En l'espèce, en visant expressément dans la lettre de licenciement les agissements frauduleux d'Elie X... au sein de la SARL Rieux et sa condamnation par le Tribunal Correctionnel, le 10 novembre 2006, pour des faits de complicité des infractions d'usurpation d'appellations d'origine des vins commercialisés, de tromperies sur la nature, l'origine et les qualités substantielles des vins commercialisés, et de falsifications par coupages des vins destinés à la vente, comme constituant un trouble objectif caractérisé ne permettant pas de maintenir son contrat de travail, l'employeur a suffisamment motivé et établi les faits fautifs constituant, tenant la nature de son poste (directeur de cave) et la réalisation des infractions dans le cadre de ses fonctions (lui ayant valu une interdiction de se livrer à son activité professionnelle), la faute grave exclusive de l'indemnité de licenciement et de préavis.
L'argument avancé par Elie X... suivant lequel l'employeur avait connaissance de la réalisation de ces infractions n'est pas, à le supposer établi, de nature à le soustraire à sa responsabilité, pénalement reconnue.
En revanche la Société Coopérative ne démontre par aucune des pièces du dossier que lesdits faits fautifs aient été commis par le salarié dans l'intention de nuire à l'employeur ou à l'entreprise.
Il convient par conséquent de juger le licenciement d'Elie X... fondé sur une faute grave et non sur une faute lourde et de le débouter de l'intégralité de ses prétentions du chef du licenciement.
Sur la demande au titre des congés payés non pris :
Tenant le licenciement justifié par la faute grave et non la faute lourde du salarié il convient de faire droit à sa demande, non contestée en son principe ni en son montant par l'employeur, au titre de ses congés payés non pris à hauteur de la somme réclamée de 8 243,00 euros.
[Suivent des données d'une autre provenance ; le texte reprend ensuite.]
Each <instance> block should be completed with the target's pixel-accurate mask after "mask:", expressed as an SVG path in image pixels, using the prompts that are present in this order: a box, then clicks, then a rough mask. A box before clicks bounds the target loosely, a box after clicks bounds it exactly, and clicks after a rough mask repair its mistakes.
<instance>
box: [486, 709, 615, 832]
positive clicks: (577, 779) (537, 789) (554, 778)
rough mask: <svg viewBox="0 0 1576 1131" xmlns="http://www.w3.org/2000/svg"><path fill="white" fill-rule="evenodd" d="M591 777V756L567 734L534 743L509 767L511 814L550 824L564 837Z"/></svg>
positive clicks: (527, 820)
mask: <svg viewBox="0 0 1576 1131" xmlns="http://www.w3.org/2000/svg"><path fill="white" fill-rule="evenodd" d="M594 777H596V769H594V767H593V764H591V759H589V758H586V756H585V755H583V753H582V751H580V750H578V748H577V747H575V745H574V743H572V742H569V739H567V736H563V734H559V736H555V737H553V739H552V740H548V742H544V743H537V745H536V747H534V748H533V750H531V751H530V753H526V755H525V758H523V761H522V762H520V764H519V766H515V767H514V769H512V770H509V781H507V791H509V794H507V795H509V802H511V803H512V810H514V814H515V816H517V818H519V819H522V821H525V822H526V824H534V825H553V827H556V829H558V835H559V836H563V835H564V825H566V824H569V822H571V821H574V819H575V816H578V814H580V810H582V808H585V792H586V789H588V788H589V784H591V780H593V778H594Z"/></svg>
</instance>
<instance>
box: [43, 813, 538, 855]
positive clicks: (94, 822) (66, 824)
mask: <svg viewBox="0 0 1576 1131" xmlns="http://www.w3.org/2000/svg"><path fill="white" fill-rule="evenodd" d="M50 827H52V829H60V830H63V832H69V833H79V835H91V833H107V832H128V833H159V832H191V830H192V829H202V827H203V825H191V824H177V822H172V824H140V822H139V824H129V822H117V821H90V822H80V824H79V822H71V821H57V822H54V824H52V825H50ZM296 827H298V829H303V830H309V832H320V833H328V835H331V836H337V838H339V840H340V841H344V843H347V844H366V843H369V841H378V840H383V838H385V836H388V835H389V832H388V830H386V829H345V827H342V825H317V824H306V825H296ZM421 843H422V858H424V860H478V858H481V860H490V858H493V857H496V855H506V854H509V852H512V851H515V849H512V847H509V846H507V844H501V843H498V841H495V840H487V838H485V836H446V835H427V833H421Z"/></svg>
Sur les frais irrépétibles :
Il n'y a pas lieu en la cause à application des dispositions de l'article 700 du code de procédure civile.
PAR CES MOTIFS,
LA COUR,
Statuant publiquement, contradictoirement, en dernier ressort et après avoir délibéré,
En la forme, reçoit l'appel principal d'Elie X....
Au fond,
confirme le jugement entrepris en ce qu'il a constaté l'irrégularité de procédure et condamné la Société Coopérative Agricole de Vinification de Cessenon à verser à Elie X... de ce chef la somme de 2 000,00 euros et en ce qu'il a jugé non prescrits les faits visés à la lettre de licenciement ;
réforme le jugement déféré en ce qu'il a condamné la Société Coopérative Agricole de Vinification de Cessenon à verser à Elie X... la somme de 4 648,00 euros au titre du salaire d'avril 2007 et le déboute de cette demande ;
Y ajoutant :
- JUGE le licenciement d'Elie X... fondé sur une faute grave et non sur une faute lourde ;
- DEBOUTE Elie X... de l'intégralité de ses demandes du chef du licenciement ;
- CONDAMNE la Société Coopérative Agricole de Vinification de Cessenon à lui verser la somme de 8 243,00 euros au titre de ses congés payés non pris ;
DIT n'y avoir lieu en la cause à application de l'article 700 du code de procédure civile ;
CONDAMNE la Société Coopérative Agricole de Vinification de Cessenon aux éventuels dépens d'appel.